Chez lui à Washington, D.C., Charlie McBride prépare souvent la recette de sa mère pour le cordonnier aux pêches. Alors qu'il verse la garniture sur les fruits, il se souvient de la façon dont sa mère, ses tantes et sa grand-mère étaient assises sous un arbre en Louisiane, se moquant des histoires les unes des autres alors qu'elles épluchaient des pêches pour les mettre en conserve pour l'hiver.

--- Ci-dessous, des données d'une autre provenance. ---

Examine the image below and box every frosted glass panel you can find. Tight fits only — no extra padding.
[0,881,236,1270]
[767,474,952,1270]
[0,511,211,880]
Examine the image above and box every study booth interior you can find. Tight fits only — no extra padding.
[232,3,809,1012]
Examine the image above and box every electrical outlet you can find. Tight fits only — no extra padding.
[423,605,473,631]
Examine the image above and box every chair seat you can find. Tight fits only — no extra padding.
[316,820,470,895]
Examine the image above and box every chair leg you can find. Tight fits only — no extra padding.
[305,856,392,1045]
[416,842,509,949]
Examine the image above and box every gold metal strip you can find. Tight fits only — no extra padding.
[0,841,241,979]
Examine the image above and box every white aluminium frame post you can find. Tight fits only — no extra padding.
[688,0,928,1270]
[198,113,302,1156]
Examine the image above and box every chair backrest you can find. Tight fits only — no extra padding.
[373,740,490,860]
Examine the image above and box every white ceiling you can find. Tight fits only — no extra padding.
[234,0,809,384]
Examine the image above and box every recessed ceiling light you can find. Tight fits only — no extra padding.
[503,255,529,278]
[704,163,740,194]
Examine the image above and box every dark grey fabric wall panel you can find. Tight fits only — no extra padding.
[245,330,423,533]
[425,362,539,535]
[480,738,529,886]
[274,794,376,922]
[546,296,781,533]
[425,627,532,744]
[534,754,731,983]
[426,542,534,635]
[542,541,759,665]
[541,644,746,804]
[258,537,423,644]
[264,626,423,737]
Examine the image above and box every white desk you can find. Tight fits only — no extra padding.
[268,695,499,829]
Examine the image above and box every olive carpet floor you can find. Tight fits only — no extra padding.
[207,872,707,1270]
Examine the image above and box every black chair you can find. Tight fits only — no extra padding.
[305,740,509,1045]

M. McBride aimait tellement cette recette familiale que lorsque sa mère, O'Neal Bogan Watson, est décédée en 2005, il l'a fait graver sur sa pierre tombale au cimetière New Ebenezer à Castor, en Louisiane, une ville d'environ 230 personnes. Les instructions de sa mère étaient simples : faites cuire le cordonnier à 350 degrés "jusqu'à ce qu'il soit terminé".
"C'est vraiment juste une excellente recette", a déclaré M. McBride, 78 ans, consultant en politique publique.
Dans les cimetières de l'Alaska à Israël, les familles ont commémoré leurs proches avec les recettes les plus chères du défunt gravées dans la pierre. Ces plats, pour la plupart des desserts, permettent aux proches de se remémorer les doux moments et, espèrent-ils, apportent un peu de joie aux visiteurs qui les découvrent parmi les monuments les plus traditionnels.
"Vous n'avez qu'une seule chance de faire une dernière impression", a déclaré Douglas Keister, photographe et auteur qui a écrit plusieurs livres sur les cimetières, dont "Stories in the Stone: A Field Guide to Cemetery Symbolism and Iconography". (Pour son propre mémorial, M. Keister prévoit un banc avec l'inscription "Keisters go here".)